Les Blancs, Norman Rush

Clément Solym - 08.06.2009

Livre - blancs - Norman - Rush


Une petite description du Bostwana entre “Native people” et les blancs. Entre les grandes familles colonialistes et les expatriés venus sur place pour des projets de développement hypothétique, géants du capitalisme, aides humanitaires ou encore forces armées de la paix, Norman Rush connaît bien son sujet puisqu’il y a lui-même vécu.
 

Il s’agit d’un regard désabusé au travers de ces différentes nouvelles, un regard d’anthropologue quasiment qui a roulé sa bosse. À force d’approches trop scientifiques sur le terrain de l’Afrique Australe, on a pu aboutir à des considérations et à des idées aberrantes et rétroactives dans les interactions des Occidentaux avec la population locale, la faune ou même la flore.
 

Norman Rush a une dent contre les fameux Boers, ces Européens pionniers dans ces contrées, originaires de Hollande qui ont colonisé cette partie de l’Afrique. Ils y sont décrits comme une véritable « honte pour la Hollande ». Il s’appuie particulièrement sur leurs moeurs et leurs pratiques décadentes, et accusées de tous les maux de la population autochtone.

Par ailleurs, il s’agit d’une analyse poussée de la violence quotidienne comme fonction de justice ou de règlement de compte plutôt efficace, basée sur la honte et sur les coups proportionnels à la gravité de la faute.
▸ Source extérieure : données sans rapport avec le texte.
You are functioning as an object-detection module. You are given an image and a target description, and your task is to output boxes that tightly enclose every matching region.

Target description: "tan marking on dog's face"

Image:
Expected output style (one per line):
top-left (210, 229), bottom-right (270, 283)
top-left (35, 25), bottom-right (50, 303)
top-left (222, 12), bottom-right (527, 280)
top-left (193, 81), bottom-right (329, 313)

Une conception des locaux héritée de leurs traditions, remises en cause par les idéaux occidentaux.
 

C’est aussi la description du sentiment de supériorité ouest-européenne chaque fois qu’il voyage sous ces latitudes plus basses où les pratiques, les us, les coutumes et autres traditions différents ; et qui sont perçues comme barbares ou même primaires. Plus fondamentalement, c’est une énième constatation de la confrontation des civilisations, ce qu’elles ont de fatales, de terribles et parfois de cruels… représentées par des êtres qui ne peuvent se comprendre… entraînés par des méprises, des ratés, de l’indifférence ou de l’entraide. Les efforts et les faits pour promouvoir et apporter les libertés, la conception de l’égalité et autres fraternités n’y font rien, le fossé entre les communautés est bien trop profond, les rancunes tenaces et les inimitiés lourdes.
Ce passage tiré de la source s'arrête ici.